The following matters required the approval of the health system and a 75% vote of the physician members:

(P) dissolution pursuant to approval of the members;

(Q) amendment of the operating agreement;

(R) amendment of the articles of organization if the amendment would change any provision of the operating agreement;

(S) approval of any management or service agreement with the health system.

Interestingly, a majority of the board of directors of the LLC, which was responsible for its day-to-day operations, was composed of physicians. The health system appointed two directors while the physicians elected four. However, the operating agreement was written so that each health system director had three votes on every matter that came before the board, which meant that the health system had "voting control" of the board even though its representatives were in the numerical minority.

In the end, the IRS ruled that the formation and operation of the joint venture would further the health system's

tax-exempt purposes and that any distribution from the surgicenter would not constitute unrelated business income. What mattered most to the IRS was the fact that the health system was guaranteed effective control of the LLC's governing board and decision-making structure. This meant that the health system could ensure that the surgicenter would primarily operate in a manner consistent with the health system's charitable mission.

This ruling stands in contrast to the result in the Redlands Surgical Services case where the tax court (recently upheld by the Ninth Circuit Court of Appeals) denied an application for exemption from a hospital affiliate that participated in a joint venture surgicenter but did not have effective control over its governance and operations. [See the July/August 1999 issue of ACTION KIT for Hospital Trustees for a discussion of the Redlands opinion.]

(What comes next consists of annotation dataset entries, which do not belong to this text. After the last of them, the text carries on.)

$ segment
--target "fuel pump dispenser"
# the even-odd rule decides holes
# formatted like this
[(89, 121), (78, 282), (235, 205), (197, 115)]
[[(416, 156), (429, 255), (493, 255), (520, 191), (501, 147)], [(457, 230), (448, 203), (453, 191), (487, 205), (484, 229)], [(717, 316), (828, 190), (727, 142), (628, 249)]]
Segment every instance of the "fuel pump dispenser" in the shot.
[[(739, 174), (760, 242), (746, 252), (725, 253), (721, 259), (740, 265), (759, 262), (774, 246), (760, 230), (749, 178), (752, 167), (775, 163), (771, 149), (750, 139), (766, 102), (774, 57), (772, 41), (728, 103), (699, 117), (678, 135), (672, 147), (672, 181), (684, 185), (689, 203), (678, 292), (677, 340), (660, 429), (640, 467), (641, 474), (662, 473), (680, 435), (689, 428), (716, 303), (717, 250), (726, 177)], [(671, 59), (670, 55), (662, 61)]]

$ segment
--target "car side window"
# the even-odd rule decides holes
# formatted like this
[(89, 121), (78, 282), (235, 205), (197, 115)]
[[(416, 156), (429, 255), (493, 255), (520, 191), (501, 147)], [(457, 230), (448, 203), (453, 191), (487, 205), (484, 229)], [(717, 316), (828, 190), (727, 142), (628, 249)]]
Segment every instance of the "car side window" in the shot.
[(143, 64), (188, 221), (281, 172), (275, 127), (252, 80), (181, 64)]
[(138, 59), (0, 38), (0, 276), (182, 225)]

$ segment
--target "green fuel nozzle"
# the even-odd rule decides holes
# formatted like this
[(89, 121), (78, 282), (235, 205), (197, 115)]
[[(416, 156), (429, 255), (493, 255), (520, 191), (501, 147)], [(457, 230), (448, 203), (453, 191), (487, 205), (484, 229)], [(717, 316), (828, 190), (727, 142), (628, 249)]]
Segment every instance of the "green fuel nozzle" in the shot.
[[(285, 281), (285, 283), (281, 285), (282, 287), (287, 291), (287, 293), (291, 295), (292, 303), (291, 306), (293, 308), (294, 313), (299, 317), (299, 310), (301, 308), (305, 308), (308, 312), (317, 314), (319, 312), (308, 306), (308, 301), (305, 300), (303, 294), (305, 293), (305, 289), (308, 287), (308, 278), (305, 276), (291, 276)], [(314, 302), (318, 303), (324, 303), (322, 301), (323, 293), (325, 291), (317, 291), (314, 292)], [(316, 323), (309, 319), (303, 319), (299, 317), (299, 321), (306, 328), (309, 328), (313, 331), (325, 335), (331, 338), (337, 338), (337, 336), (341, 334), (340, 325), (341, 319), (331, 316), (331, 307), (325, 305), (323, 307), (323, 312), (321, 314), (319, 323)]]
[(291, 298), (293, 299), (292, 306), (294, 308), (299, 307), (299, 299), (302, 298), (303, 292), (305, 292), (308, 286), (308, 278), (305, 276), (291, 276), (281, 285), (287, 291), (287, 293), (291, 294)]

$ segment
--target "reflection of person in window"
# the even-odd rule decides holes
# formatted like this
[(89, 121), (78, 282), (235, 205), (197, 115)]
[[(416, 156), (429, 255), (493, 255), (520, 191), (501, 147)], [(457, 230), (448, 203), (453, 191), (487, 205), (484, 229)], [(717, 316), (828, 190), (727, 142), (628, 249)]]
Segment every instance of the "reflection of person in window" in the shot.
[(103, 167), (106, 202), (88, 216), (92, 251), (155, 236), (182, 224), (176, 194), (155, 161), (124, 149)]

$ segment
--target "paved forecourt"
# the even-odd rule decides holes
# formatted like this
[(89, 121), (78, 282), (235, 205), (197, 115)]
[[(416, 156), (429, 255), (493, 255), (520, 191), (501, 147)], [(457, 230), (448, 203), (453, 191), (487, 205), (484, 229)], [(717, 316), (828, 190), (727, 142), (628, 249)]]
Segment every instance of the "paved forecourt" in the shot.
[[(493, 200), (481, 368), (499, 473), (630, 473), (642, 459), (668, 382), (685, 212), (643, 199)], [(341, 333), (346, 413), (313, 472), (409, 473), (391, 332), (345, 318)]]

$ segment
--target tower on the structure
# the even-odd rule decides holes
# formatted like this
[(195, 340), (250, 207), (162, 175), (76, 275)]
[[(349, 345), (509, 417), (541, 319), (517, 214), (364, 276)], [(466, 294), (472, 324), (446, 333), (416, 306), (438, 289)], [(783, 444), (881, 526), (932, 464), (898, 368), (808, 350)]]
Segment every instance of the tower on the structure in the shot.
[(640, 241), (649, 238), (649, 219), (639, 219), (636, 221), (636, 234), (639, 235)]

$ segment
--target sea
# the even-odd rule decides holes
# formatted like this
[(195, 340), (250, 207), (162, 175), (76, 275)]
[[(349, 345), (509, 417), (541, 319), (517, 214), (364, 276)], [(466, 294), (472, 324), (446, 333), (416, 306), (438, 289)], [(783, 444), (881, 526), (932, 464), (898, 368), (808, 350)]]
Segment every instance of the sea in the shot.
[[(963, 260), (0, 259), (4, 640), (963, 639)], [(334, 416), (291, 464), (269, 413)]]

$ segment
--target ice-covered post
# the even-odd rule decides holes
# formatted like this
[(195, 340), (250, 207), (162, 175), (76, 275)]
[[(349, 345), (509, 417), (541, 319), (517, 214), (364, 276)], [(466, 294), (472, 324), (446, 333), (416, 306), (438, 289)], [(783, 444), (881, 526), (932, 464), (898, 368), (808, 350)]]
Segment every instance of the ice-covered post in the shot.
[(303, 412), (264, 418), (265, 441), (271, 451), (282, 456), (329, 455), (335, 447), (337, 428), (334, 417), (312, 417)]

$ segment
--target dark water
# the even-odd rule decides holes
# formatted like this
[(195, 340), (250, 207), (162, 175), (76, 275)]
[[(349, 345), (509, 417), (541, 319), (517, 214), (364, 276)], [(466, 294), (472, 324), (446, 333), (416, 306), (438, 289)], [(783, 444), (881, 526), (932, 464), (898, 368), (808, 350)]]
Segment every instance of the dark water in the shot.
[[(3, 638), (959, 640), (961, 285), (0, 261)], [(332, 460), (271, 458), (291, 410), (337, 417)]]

This ruling, like any private letter ruling, can be relied upon only by the entity that requested it. But it provides a helpful road map for hospitals that may wish (or be forced) to deal with physicians seeking to compete with them in the outpatient surgery market.

The IRS is not the only regulatory agency that must be dealt with when setting up a joint venture surgicenter. The Office of Inspector General published a safe harbor regulation in November 1999 which should also be adhered to in order to maximize legal protection. And the idea of hospital control may not sit well with potential physician partners (although it may provide comfort to potential lenders.)

Still, if the hospital has made a choice to participate in a joint venture surgicenter with its physicians, making sure that its tax-exempt status is protected is critical, as is protecting the tax exemption for its share of the surgicenter's revenue. Since the hospital will already lose a substantial portion of its surgical revenue to the joint venture, (and perhaps even more to a competing totally physician-owned surgi-center) protecting what is left from federal taxes becomes all the more important in these times of shrinking margins and fiscal chaos.